In fact, last week when we were putting the finishing touches on that quarter-mile stretch of fence it was just plain A$$ COLD. Please excuse the language. This is not a euphemism. "A$$ Cold" is a term used here at Brood Farm to mean "weather too cold in which to drop your pants to pee." Classy, right?
This lovely term originated a few months back when John and I were working on a more remote part of the farm on a VERY cold day with even colder wind. John noticed that I was starting to get cranky and pointed out that I'm usually pretty tough about cold weather. I revealed to him that my coffee had worked its way through me but that the mere thought of taking a farm-style pee right there in the field was making me pretty cranky. He paused his work for a minute, looked at me pretty intently and proclaimed: "You're right. It's A$$ COLD out here. Let's drive back up to the house."
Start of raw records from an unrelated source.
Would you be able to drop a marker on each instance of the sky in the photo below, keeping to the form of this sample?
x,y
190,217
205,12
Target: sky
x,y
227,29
Winter farming is not for the weak spirited. The animals have to be cared for no matter what Mother Nature hurls at us.
I remember a time in my life when a rainy day meant nothing more than that I needed to grab an umbrella on my way out the door. Now, waking up to a rainy morning, means a different get-up for farm chores. It means we need a towel to dry off the seats of the Ranger and that we'd better drive it forward before throwing it into reverse unless we want a lap full of water.
And, of course, "cold" used to just be "cold." Now, there's a REALLY big difference between waking up to a 28-degree morning and waking up to a 34-degree morning. 28 degrees means the hoses are frozen and that water has to be hauled from the barn down to the field for the chickens. It means that the goats' water has to be "broken up" and that the chicks will need new water even if their waterer is full because it'll be a solid chunk of ice. And, if the temps stay well below freezing throughout the day, eggs need to gathered every few hours to keep them from freezing and cracking.
Even on the coldest days, I'm thankful for the fresh air that being outside provides. It clears my head and refreshes my spirit. But on A$$ Cold days, I sure am thankful for a warm home to huddle up in when the chores are through!